M. Pascal Imbert, président de Wavestone. - Pour les prestations qui impliquent une étude ou un rapport, le livrable constitue le coeur de la valeur. En revanche, bien que les prestations de pilotage de programme, de conduite du changement ou de transfert de compétences donnent aussi lieu à des livrables, ceux-ci ne sont pas le coeur de la valeur.

Ainsi, une part importante de nos prestations est difficile à expertiser a posteriori. Ce sont alors les mécanismes de gouvernance des programmes qui garantissent la qualité de la prestation délivrée. Dans les marchés passés par l'administration, le suivi est rigoureux, avec une organisation à deux étages : un comité de suivi à fréquence rapprochée et un comité de pilotage impliquant des donneurs d'ordres de niveau plus élevé. Ces comités s'assurent à la fois de l'avancement et de la qualité de la prestation, et valident au fur et à mesure le service rendu. C'est à ce niveau qu'il faut s'assurer que le prestataire est « challengé » sur la valeur qu'il apporte.

Sur la mission de réduction des délais de demande d'asile auprès de l'Ofpra, je vous apporterai par écrit une réponse plus détaillée. Ce sujet m'est très cher mais, à mon grand embarras, je ne suis pas en mesure de vous apporter aujourd'hui toutes les précisions demandées.

Dans le cadre de cette mission, nous intervenons en sous-traitance de la DITP. L'objectif est de réduire de huit à deux mois le délai moyen d'instruction des demandes d'asile. C'est une mission de réingénierie des processus, qui fait appel aux techniques dites de lean management, adaptées à l'optimisation de flux d'activité réguliers.

Nous partons d'une analyse quantitative des activités, pour comprendre où se situent les gisements d'amélioration. Cela implique le recueil d'une quantité importante de données. L'un des leviers peut consister à différencier le traitement des dossiers en fonction de leur niveau de complexité ou du pays d'origine des demandeurs.
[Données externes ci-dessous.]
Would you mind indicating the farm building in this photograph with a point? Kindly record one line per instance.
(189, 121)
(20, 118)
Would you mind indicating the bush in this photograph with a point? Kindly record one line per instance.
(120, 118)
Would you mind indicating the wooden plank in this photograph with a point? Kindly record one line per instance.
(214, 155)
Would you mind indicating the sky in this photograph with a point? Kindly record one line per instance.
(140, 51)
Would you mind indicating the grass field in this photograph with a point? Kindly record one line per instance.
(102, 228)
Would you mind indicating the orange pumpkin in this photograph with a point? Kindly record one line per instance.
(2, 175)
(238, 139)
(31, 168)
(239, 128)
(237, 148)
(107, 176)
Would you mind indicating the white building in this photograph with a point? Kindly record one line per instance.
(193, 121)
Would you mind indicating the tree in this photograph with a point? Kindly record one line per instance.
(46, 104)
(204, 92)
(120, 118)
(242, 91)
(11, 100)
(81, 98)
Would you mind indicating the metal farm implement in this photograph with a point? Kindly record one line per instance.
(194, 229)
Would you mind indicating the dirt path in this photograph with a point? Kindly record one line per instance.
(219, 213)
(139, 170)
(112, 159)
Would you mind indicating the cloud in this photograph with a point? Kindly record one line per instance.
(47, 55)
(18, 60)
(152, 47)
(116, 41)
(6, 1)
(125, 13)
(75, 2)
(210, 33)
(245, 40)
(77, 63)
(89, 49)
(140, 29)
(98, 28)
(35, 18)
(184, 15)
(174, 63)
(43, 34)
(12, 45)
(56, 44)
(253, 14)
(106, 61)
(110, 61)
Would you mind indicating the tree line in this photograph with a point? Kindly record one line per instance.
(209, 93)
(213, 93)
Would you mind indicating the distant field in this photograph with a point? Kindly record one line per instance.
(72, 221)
On peut aussi anticiper certaines tâches, afin de ne pas allonger le délai total de traitement.

Des recommandations portent enfin sur la manière de travailler, en organisant par exemple, à intervalles rapprochés, des réunions d'équipe pour définir les priorités. Ainsi, les bonnes compétences sont affectées aux bonnes tâches, et tout le monde est mobilisé.
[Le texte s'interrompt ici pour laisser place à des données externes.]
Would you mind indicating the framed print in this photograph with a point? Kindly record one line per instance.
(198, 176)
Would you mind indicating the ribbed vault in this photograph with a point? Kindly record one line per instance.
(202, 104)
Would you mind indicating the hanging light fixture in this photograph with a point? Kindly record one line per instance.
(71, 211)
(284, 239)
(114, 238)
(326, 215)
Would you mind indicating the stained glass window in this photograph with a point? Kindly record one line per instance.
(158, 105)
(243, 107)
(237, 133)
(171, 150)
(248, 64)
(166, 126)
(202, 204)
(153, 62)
Nous allons bientôt entrer dans la phase pilote, qui nous permettra d'évaluer l'efficacité des recommandations. D'après les échos que je reçois de cette mission, nous sommes confiants dans notre capacité à apporter la valeur attendue.

Mme Éliane Assassi, rapporteure. - D'après les échos que je reçois de mon côté, les relations entre vos consultants et les salariés de l'Ofpra sont difficiles... N'oublions pas que les agents sont des professionnels dans le traitement des êtres humains qui demandent l'asile en France.

M. Arnaud Bazin, président. - Nous vous invitons à compléter votre réponse par écrit.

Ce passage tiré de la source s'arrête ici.